The Akka Advantage
In the Akka framework, we have a contender that promises to absolve us of these nuances that plagued developers in the past. Akka is an event-driven toolkit for building reliable and distributed applications in Java. All the complexities of thread creation, message handling, race conditions, and synchronization are handled transparently by Akka. Along with guaranteeing real-time delivery, the Akka system enables us to balance the load as well as scale up or down. A message-driven architecture provides the overall foundation for Akka-based systems. If any new functionality is introduced, the system adapts accordingly, saving us the hassle of reengineering the whole system. Akka, being built on a message-driven platform, lets us build applications with minimal latency compared to legacy systems. Its unique blend of functional programming with actors lets us write code that is easy to comprehend and test as well as handle failures better compared to traditional JVM systems. The "let it crash" philosophy of Akka helps us to build applications that heal on their own and never stop running. This blog examines the Akka architecture and explores the ways in which it facilitates the development of distributed, real-time, and fault-tolerant trading application.Application Requirement
The requirement was to provide stock market trading data to our clients with minimum delay. Even a millisecond delay could adversely affect the day trading performance of our clients. So we set out to build a system that has no downtime and is elastic and reactive.What We Built
The system we built contains multiple applications coalescing as a single unit and reacting to its surroundings while remaining aware of each other’s existence. They interact with each other internally to carry out complex tasks. We chose reactive programming for developing critical components (based on message-passing) that allowed them to be decoupled and developed separately. Decoupling was required to isolate components and meet our requirements of resilience and elasticity.Akka Actors to the Rescue!

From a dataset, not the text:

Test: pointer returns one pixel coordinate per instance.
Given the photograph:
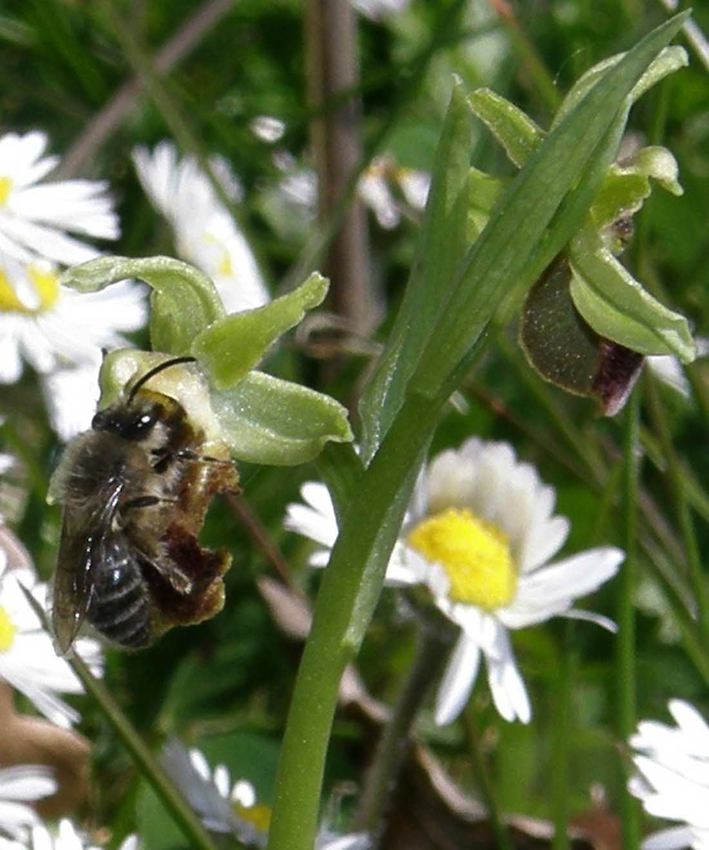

The application logic resides in lightweight objects called actors, which send and receive messages. They have a very low memory footprint and do not have a direct mapping with threads on a VM. In a standard application of Akka, it is possible to create millions of actors in a single VM, many of which will not be doing anything unless a message is sent to them. 1 GB memory can fit in around 2.7 million actors whereas only 4096 threads can be created using a legacy approach on a single VM. Everything done by the actors is asynchronous so they can send messages without waiting for a reply. We can easily configure an actor's life cycle and failure handling using the different supervision strategies provided by Akka. The trading application we developed has two main workflows:- Real-time trade rate updates
- Order processing or handling the trade done by the user
Akka actors in the Rate and Order workflows
The two-actor system we developed consists of a master actor that resides in the trading client module and a cluster manager actor for each instance in the cluster. Then there are the worker actors who do the actual business logic and are spawned by cluster managers. This structure of loosely coupled Akka actors with adaptive routing gave us a lot of flexibility in scaling the cluster up or down. Our application needed to scale up when users logged into the system and not slow down if the number of users increased. Also, the trades placed by the users had to be processed without any delay. An Akka-based solution was perfect for this job. When the users log out, we can proceed to scale down by killing the actors and freeing up the resources.